为了保存好刚刚收获的麦子,晒麦这道工序也是必不可少的。不过,每到这个时候,我们这些孩子们是最悠闲的。金黄的麦子薄薄的摊晒在光滑如镜的晒场上,饱满的麦粒阳光下是那么诱人,劳累了大半个月的老牛卧在河边柳树荫下,一边慢慢反刍着,一边悠闲地甩着尾巴,不停地驱赶着伺机叮咬自己的蚊蝇及牛虻们,而那些为乡亲们在收打麦子过程中发挥巨大作用的石磙和硓石,则如一位龙钟的老人无语的静躺在麦场一角,似乎在做一个远古的梦。再看我们这些孩子们,按照大人的嘱咐,一边看着晒场上的麦子,害怕有鸡鸭或其他牲畜过来糟蹋,一边在晒场上,一会儿用赤脚画画、一会儿翻筋头,有时,干脆躲到晒场边的树荫下,与小伙伴玩下大方、憋死牛等游戏。直到母亲做好午饭替换自己回家吃饭时,麦场才归于平静。

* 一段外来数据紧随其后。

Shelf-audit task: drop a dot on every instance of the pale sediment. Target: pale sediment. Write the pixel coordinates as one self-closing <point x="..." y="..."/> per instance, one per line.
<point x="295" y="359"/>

如今,麦子熟了一茬又一茬,庄稼人也换了一代又一代,在告别村庄多年后,我像一只鸟儿在城市的夹缝里翻飞觅食。面对着那些被楼群分割得有棱有角的空间和天空,我常常独自站在城市高高的额头上眺望故乡那金黄的麦子,高高的麦垛,肩负重轭的老牛……特别是麦收时节,到处传出轰隆隆的收割机声,同样饱满的麦粒,同样的丰收喜悦,同样的忙忙碌碌……所不同的是,人过中年的我,再也找不到当年割麦、扬场、晒麦的劳动乐趣了,木锨、铁钗、石磙等传统的收麦农具也基本上没了踪影,唯有那金灿灿的麦子,还有那温馨的麦香,一直飘荡在我心深处。

掬起一捧亲亲的麦子,把头深深地埋进去,我心醉了!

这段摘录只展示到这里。